EasyHttp.NET (VB.NET)
.Net has made a lot of things easier for us developers. One of these
things is the way we do HTTP Post and HTTP Get. In classic ASP 3 you
were forced to use 3rd party controls. Below I have provided an
example class (in Visual Basic.Net) on how send either HTTP Posts or HTTP
Gets.
If you found this or any other code on this site usefull and want to show your appreciation, now you can. Thanks!
Example Code
' Examples of use
Response.Write(EasyHttp.Send("http://yahoo.com"))

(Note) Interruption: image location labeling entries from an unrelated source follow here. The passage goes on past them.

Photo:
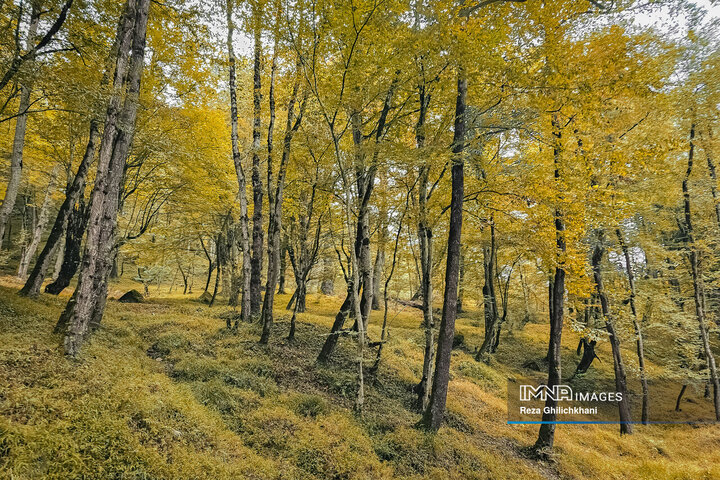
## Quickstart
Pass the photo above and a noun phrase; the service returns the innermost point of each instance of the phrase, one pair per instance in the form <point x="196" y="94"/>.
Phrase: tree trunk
<point x="82" y="314"/>
<point x="16" y="156"/>
<point x="489" y="296"/>
<point x="426" y="265"/>
<point x="59" y="258"/>
<point x="76" y="224"/>
<point x="283" y="266"/>
<point x="713" y="175"/>
<point x="461" y="281"/>
<point x="546" y="436"/>
<point x="257" y="230"/>
<point x="42" y="222"/>
<point x="34" y="282"/>
<point x="275" y="217"/>
<point x="237" y="160"/>
<point x="618" y="366"/>
<point x="698" y="288"/>
<point x="379" y="262"/>
<point x="637" y="328"/>
<point x="435" y="411"/>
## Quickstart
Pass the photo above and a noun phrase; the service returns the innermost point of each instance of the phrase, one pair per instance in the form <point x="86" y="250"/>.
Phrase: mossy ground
<point x="162" y="390"/>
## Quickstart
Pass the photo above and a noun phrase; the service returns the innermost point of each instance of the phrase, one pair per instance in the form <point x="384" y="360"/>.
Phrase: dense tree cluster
<point x="545" y="160"/>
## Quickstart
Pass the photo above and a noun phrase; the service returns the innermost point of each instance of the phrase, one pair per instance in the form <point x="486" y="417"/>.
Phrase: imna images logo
<point x="543" y="393"/>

Response.Write(EasyHttp.Send("http://search.yahoo.com/bin/search", "p=test"))
EasyHttp.vb class file
' EasyHttp.vb class file
Public Class EasyHttp
Public Enum HTTPMethod As Short
HTTP_GET = 0
HTTP_POST = 1
End Enum
Public Shared Function Send(ByVal URL As String, _
Optional ByVal PostData As String = "", _
Optional ByVal Method As HTTPMethod = HTTPMethod.HTTP_GET, _
Optional ByVal ContentType As String = "")
Dim Request As HttpWebRequest = WebRequest.Create(URL)

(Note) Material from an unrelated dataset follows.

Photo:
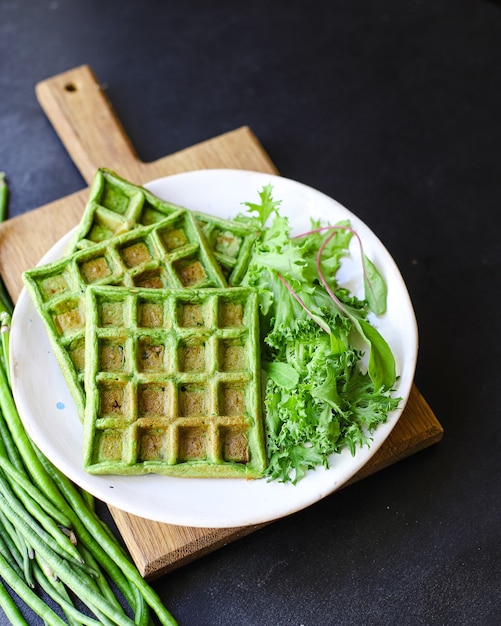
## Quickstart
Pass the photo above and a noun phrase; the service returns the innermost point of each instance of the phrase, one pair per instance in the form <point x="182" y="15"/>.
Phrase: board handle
<point x="84" y="120"/>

Dim Response As HttpWebResponse
Dim SW As StreamWriter
Dim SR As StreamReader
Dim ResponseData As String
' Prepare Request Object
Request.Method = Method.ToString().Substring(5)
' Set form/post content-type if necessary
If (Method = HTTPMethod.HTTP_POST AndAlso PostData >< "" AndAlso ContentType = "") Then
ContentType = "application/x-www-form-urlencoded"
End If
' Set Content-Type
If (ContentType >< "") Then
Request.ContentType = ContentType
Request.ContentLength = PostData.Length
End If
' Send Request, If Request
If (Method = HTTPMethod.HTTP_POST) Then
Try
SW = New StreamWriter(Request.GetRequestStream())
SW.Write(PostData)
Catch Ex As Exception
Throw Ex
Finally
SW.Close()
End Try
End If
' Receive Response
Try
Response = Request.GetResponse()
SR = New StreamReader(Response.GetResponseStream())
ResponseData = SR.ReadToEnd()
Catch Wex As System.Net.WebException
SR = New StreamReader(Wex.Response.GetResponseStream())
ResponseData = SR.ReadToEnd()
Throw New Exception(ResponseData)
Finally
SR.Close()
End Try
Return ResponseData
End Function
End Class